Rotorcraft - online puzzles
A rotorcraft or rotary-wing aircraft is a heavier-than-air flying machine that generates lift using rotary wings or rotor blades, which revolve around a mast. Several rotor blades mounted on a single mast are referred to as a rotor. The International Civil Aviation Organization (ICAO) defines a rotorcraft as "supported in flight by the reactions of the air on one or more rotors".Rotorcraft generally include aircraft where one or more rotors provide lift throughout the entire flight, such as helicopters, autogyros, and gyrodynes. Compound rotorcraft augment the rotor with additional thrust engines, propellers, or static lifting surfaces.
Classes of rotorcraft
Helicopter
A helicopter is a rotorcraft whose rotors are driven by the engine(s) throughout the flight to allow the helicopter to take off vertically, hover, fly forwards, backwards and laterally, as well as to land vertically. Helicopters have several different configurations of one or more main rotors.
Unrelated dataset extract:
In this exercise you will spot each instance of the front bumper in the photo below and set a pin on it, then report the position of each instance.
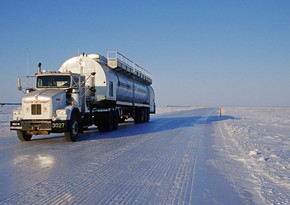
(40, 126)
Helicopters with a single shaft-driven main lift rotor require some sort of antitorque device such as a tail rotor, fantail, or NOTAR, except some rare examples of helicopters using tip jet propulsion, which generates almost no torque.
Autogyro
An autogyro (sometimes called gyrocopter, gyroplane, or rotaplane) utilizes an unpowered rotor, driven by aerodynamic forces in a state of autorotation to develop lift, and an engine-powered propeller, similar to that of a fixed-wing aircraft, to provide thrust. While similar to a helicopter rotor in appearance, the autogyro's rotor must have air flowing up and through the rotor disk in order to generate rotation. Early autogyros resembled the fixed-wing aircraft of the day, with wings and a front-mounted engine and propeller in a tractor configuration to pull the aircraft through the air.